Each .regex() produces a translation key the user-facing messages look up. See Validation.

Forgot Password

Reepolee doesn't ship a "forgot password" flow because the invite-only model gives you an admin-mediated alternative: an admin can issue a new invitation code for the user, the user sets a new password through the registration form, and they're back in.

The handler logic is small:

export async function post_auth_reset_user(req: BunRequest): Promise<Response> {
    // require admin
    const auth_ctx = await resolve_session(req);
    const guard = require_module(auth_ctx, "admin");
    if (guard) return guard;

    const user_id = req.params.id;
    const new_code = crypto.randomUUID();

    await db`UPDATE users SET hashed_password = NULL, verified_at = NULL, invitation_code = ${new_code} WHERE id = ${user_id}`;

    return Response.redirect(`/invite/confirm/${new_code}`, 303);
}

Clearing hashed_password and verified_at returns the user to the invited-but-not-registered state. The admin gets the new registration link from the confirm page and shares it.

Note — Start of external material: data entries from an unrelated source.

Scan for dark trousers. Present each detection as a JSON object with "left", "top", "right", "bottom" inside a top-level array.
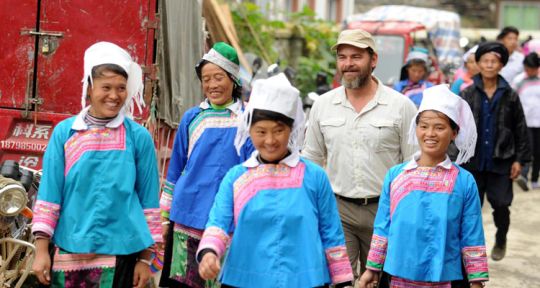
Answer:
[
  {"left": 521, "top": 128, "right": 540, "bottom": 182},
  {"left": 471, "top": 169, "right": 514, "bottom": 246}
]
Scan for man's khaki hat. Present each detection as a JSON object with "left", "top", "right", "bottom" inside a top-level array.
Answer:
[{"left": 332, "top": 29, "right": 377, "bottom": 52}]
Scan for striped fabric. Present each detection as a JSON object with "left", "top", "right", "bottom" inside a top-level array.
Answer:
[{"left": 32, "top": 200, "right": 60, "bottom": 238}]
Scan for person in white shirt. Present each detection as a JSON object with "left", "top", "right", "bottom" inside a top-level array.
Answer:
[
  {"left": 302, "top": 29, "right": 416, "bottom": 278},
  {"left": 512, "top": 52, "right": 540, "bottom": 191}
]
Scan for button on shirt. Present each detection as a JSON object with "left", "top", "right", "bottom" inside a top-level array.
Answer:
[{"left": 302, "top": 79, "right": 416, "bottom": 198}]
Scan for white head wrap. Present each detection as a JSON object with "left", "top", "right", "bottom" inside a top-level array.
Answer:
[
  {"left": 409, "top": 84, "right": 477, "bottom": 164},
  {"left": 234, "top": 73, "right": 305, "bottom": 154},
  {"left": 405, "top": 51, "right": 429, "bottom": 64},
  {"left": 81, "top": 42, "right": 144, "bottom": 117}
]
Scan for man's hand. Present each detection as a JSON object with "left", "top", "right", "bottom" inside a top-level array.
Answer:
[
  {"left": 510, "top": 161, "right": 521, "bottom": 180},
  {"left": 199, "top": 252, "right": 221, "bottom": 280}
]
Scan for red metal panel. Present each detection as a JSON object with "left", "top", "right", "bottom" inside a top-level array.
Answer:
[
  {"left": 0, "top": 0, "right": 37, "bottom": 108},
  {"left": 38, "top": 0, "right": 155, "bottom": 114},
  {"left": 0, "top": 109, "right": 70, "bottom": 169}
]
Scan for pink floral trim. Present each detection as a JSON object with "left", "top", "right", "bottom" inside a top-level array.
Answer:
[
  {"left": 64, "top": 125, "right": 126, "bottom": 176},
  {"left": 197, "top": 226, "right": 230, "bottom": 258},
  {"left": 144, "top": 208, "right": 163, "bottom": 243},
  {"left": 159, "top": 181, "right": 174, "bottom": 215},
  {"left": 32, "top": 200, "right": 60, "bottom": 237},
  {"left": 173, "top": 223, "right": 204, "bottom": 240},
  {"left": 461, "top": 246, "right": 488, "bottom": 281},
  {"left": 367, "top": 234, "right": 388, "bottom": 271},
  {"left": 233, "top": 162, "right": 306, "bottom": 224},
  {"left": 390, "top": 165, "right": 459, "bottom": 217},
  {"left": 325, "top": 245, "right": 354, "bottom": 284},
  {"left": 52, "top": 248, "right": 116, "bottom": 272},
  {"left": 390, "top": 277, "right": 452, "bottom": 288}
]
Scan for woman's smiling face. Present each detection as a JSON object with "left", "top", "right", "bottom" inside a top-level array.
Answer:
[
  {"left": 416, "top": 110, "right": 457, "bottom": 161},
  {"left": 201, "top": 63, "right": 234, "bottom": 105}
]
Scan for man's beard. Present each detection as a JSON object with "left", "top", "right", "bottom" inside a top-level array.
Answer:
[{"left": 341, "top": 71, "right": 371, "bottom": 89}]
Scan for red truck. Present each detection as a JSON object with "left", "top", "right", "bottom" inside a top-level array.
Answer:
[
  {"left": 0, "top": 0, "right": 157, "bottom": 169},
  {"left": 345, "top": 5, "right": 462, "bottom": 85},
  {"left": 347, "top": 21, "right": 445, "bottom": 86}
]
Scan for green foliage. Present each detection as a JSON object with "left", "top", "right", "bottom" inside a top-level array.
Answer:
[
  {"left": 232, "top": 2, "right": 339, "bottom": 96},
  {"left": 232, "top": 2, "right": 285, "bottom": 63},
  {"left": 289, "top": 6, "right": 338, "bottom": 95}
]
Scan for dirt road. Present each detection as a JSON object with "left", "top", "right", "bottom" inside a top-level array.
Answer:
[{"left": 483, "top": 185, "right": 540, "bottom": 288}]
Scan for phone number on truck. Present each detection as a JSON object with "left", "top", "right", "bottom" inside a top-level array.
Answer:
[{"left": 0, "top": 140, "right": 47, "bottom": 152}]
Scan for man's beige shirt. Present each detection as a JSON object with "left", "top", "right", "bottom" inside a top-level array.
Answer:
[{"left": 302, "top": 79, "right": 417, "bottom": 198}]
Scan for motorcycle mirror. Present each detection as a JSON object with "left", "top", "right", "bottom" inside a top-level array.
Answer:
[{"left": 251, "top": 57, "right": 262, "bottom": 75}]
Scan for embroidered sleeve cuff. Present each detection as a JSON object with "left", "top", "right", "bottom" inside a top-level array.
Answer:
[
  {"left": 32, "top": 200, "right": 60, "bottom": 237},
  {"left": 144, "top": 208, "right": 163, "bottom": 243},
  {"left": 159, "top": 181, "right": 174, "bottom": 218},
  {"left": 366, "top": 234, "right": 388, "bottom": 271},
  {"left": 197, "top": 226, "right": 230, "bottom": 258},
  {"left": 325, "top": 245, "right": 354, "bottom": 284},
  {"left": 461, "top": 246, "right": 489, "bottom": 282}
]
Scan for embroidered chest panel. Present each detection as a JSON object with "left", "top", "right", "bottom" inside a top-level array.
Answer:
[
  {"left": 390, "top": 165, "right": 459, "bottom": 216},
  {"left": 233, "top": 162, "right": 306, "bottom": 223},
  {"left": 188, "top": 109, "right": 238, "bottom": 157},
  {"left": 64, "top": 125, "right": 126, "bottom": 175}
]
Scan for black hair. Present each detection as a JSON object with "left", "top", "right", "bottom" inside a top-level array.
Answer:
[
  {"left": 195, "top": 59, "right": 242, "bottom": 100},
  {"left": 251, "top": 109, "right": 294, "bottom": 129},
  {"left": 88, "top": 63, "right": 128, "bottom": 84},
  {"left": 497, "top": 26, "right": 519, "bottom": 40},
  {"left": 415, "top": 110, "right": 459, "bottom": 133},
  {"left": 523, "top": 52, "right": 540, "bottom": 68}
]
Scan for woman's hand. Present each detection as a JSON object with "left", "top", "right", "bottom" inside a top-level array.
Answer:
[
  {"left": 133, "top": 261, "right": 152, "bottom": 288},
  {"left": 510, "top": 161, "right": 521, "bottom": 180},
  {"left": 32, "top": 238, "right": 51, "bottom": 285},
  {"left": 358, "top": 269, "right": 379, "bottom": 288},
  {"left": 199, "top": 252, "right": 221, "bottom": 280},
  {"left": 158, "top": 217, "right": 171, "bottom": 250}
]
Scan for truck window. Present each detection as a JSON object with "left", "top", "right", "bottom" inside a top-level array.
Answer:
[{"left": 373, "top": 35, "right": 405, "bottom": 85}]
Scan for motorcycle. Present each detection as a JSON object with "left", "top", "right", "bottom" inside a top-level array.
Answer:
[
  {"left": 0, "top": 160, "right": 40, "bottom": 288},
  {"left": 302, "top": 72, "right": 332, "bottom": 118}
]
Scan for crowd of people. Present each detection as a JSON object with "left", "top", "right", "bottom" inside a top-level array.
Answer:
[{"left": 32, "top": 23, "right": 540, "bottom": 288}]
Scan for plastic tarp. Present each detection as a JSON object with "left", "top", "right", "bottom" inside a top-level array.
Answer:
[
  {"left": 155, "top": 0, "right": 204, "bottom": 128},
  {"left": 347, "top": 5, "right": 462, "bottom": 66}
]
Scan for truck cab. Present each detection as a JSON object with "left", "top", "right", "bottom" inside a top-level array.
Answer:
[
  {"left": 0, "top": 0, "right": 157, "bottom": 169},
  {"left": 346, "top": 21, "right": 445, "bottom": 86}
]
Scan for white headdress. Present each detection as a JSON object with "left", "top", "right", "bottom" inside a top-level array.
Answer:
[
  {"left": 234, "top": 73, "right": 305, "bottom": 154},
  {"left": 81, "top": 42, "right": 144, "bottom": 117},
  {"left": 409, "top": 84, "right": 477, "bottom": 164}
]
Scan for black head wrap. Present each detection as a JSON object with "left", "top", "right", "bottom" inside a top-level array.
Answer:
[{"left": 474, "top": 42, "right": 509, "bottom": 66}]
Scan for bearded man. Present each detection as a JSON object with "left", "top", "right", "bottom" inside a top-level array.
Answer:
[{"left": 302, "top": 29, "right": 416, "bottom": 278}]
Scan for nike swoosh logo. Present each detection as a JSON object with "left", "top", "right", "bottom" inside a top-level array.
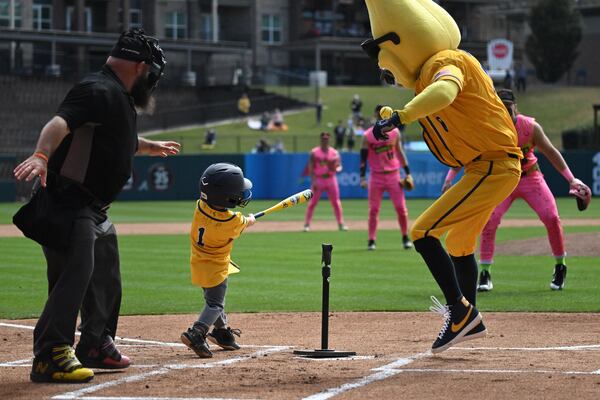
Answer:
[{"left": 450, "top": 306, "right": 473, "bottom": 333}]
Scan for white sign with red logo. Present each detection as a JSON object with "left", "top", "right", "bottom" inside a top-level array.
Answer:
[{"left": 488, "top": 39, "right": 513, "bottom": 70}]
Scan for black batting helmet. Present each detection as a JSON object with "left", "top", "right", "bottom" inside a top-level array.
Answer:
[{"left": 200, "top": 163, "right": 252, "bottom": 208}]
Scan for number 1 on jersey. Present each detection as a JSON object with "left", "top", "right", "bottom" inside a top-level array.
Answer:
[{"left": 196, "top": 228, "right": 206, "bottom": 246}]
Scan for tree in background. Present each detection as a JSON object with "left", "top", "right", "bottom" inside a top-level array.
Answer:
[{"left": 525, "top": 0, "right": 581, "bottom": 83}]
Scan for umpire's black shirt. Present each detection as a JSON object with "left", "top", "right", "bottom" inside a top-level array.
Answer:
[{"left": 48, "top": 65, "right": 138, "bottom": 204}]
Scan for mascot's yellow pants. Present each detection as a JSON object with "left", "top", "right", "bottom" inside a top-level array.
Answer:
[{"left": 411, "top": 152, "right": 521, "bottom": 257}]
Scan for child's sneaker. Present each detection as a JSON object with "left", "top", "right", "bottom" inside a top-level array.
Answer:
[
  {"left": 181, "top": 327, "right": 212, "bottom": 358},
  {"left": 29, "top": 344, "right": 94, "bottom": 383},
  {"left": 206, "top": 327, "right": 242, "bottom": 350}
]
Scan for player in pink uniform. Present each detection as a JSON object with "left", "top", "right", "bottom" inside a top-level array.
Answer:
[
  {"left": 360, "top": 105, "right": 413, "bottom": 250},
  {"left": 442, "top": 89, "right": 590, "bottom": 291},
  {"left": 304, "top": 132, "right": 348, "bottom": 232}
]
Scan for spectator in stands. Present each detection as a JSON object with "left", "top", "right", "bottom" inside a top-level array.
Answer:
[
  {"left": 315, "top": 97, "right": 323, "bottom": 126},
  {"left": 273, "top": 108, "right": 283, "bottom": 128},
  {"left": 271, "top": 138, "right": 285, "bottom": 154},
  {"left": 350, "top": 94, "right": 362, "bottom": 121},
  {"left": 238, "top": 93, "right": 250, "bottom": 119},
  {"left": 504, "top": 69, "right": 513, "bottom": 90},
  {"left": 202, "top": 128, "right": 217, "bottom": 149},
  {"left": 354, "top": 117, "right": 365, "bottom": 137},
  {"left": 346, "top": 127, "right": 356, "bottom": 151},
  {"left": 333, "top": 119, "right": 346, "bottom": 150},
  {"left": 12, "top": 29, "right": 180, "bottom": 384},
  {"left": 260, "top": 111, "right": 271, "bottom": 131},
  {"left": 517, "top": 64, "right": 527, "bottom": 92}
]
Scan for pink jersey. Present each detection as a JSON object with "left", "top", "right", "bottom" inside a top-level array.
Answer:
[
  {"left": 365, "top": 127, "right": 401, "bottom": 172},
  {"left": 515, "top": 114, "right": 537, "bottom": 173},
  {"left": 310, "top": 146, "right": 340, "bottom": 178}
]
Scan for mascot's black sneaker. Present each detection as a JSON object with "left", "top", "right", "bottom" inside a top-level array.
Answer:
[
  {"left": 29, "top": 344, "right": 94, "bottom": 383},
  {"left": 550, "top": 264, "right": 567, "bottom": 290},
  {"left": 75, "top": 335, "right": 131, "bottom": 369},
  {"left": 456, "top": 321, "right": 487, "bottom": 343},
  {"left": 181, "top": 327, "right": 212, "bottom": 358},
  {"left": 429, "top": 296, "right": 481, "bottom": 354},
  {"left": 206, "top": 327, "right": 242, "bottom": 350}
]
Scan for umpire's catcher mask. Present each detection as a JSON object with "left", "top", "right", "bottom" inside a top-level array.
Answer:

For a self-service version - the classic "email me a reset link" - the implementation is straightforward: add a public /forgot form that takes an email, look up the user, set a new invitation_code, and email the registration URL. The same verify_and_register_user flow that handles initial registration handles the reset. The only addition is rate-limiting the public form so it can't be used to spam emails.

Account Deletion

Account deletion has no shipped handler because the right approach varies - some applications hard-delete (drop the row), others soft-delete (mark the row inactive and retain the data), others anonymise (replace the email with deleted_<id>@example.invalid and clear personal fields). Pick what fits your data retention requirements.

The minimal shipped pattern is a hard-delete that also destroys the session:

export async function post_auth_profile_delete(req: BunRequest): Promise<Response> {
    const auth_ctx = await resolve_session(req);
    const guard = require_auth(auth_ctx, req);
    if (guard) return guard;

    await db`DELETE FROM users WHERE id = ${auth_ctx.session!.user_id}`;
    await destroy_session(auth_ctx.session_id!);

    const headers = new Headers({
        Location: "/",
        "Clear-Site-Data": "cache, storage",
    });
    headers.append("Set-Cookie", build_clear_cookie().toString());

    return new Response(null, { status: 303, headers });
}

For applications where foreign-key constraints reference the user (orders, posts, audit logs), the hard delete will fail on the first ON DELETE RESTRICT it hits. Either set those constraints to ON DELETE CASCADE (if the dependent records should go too) or ON DELETE SET NULL (if they should outlive the account), or switch to a soft-delete that keeps the row.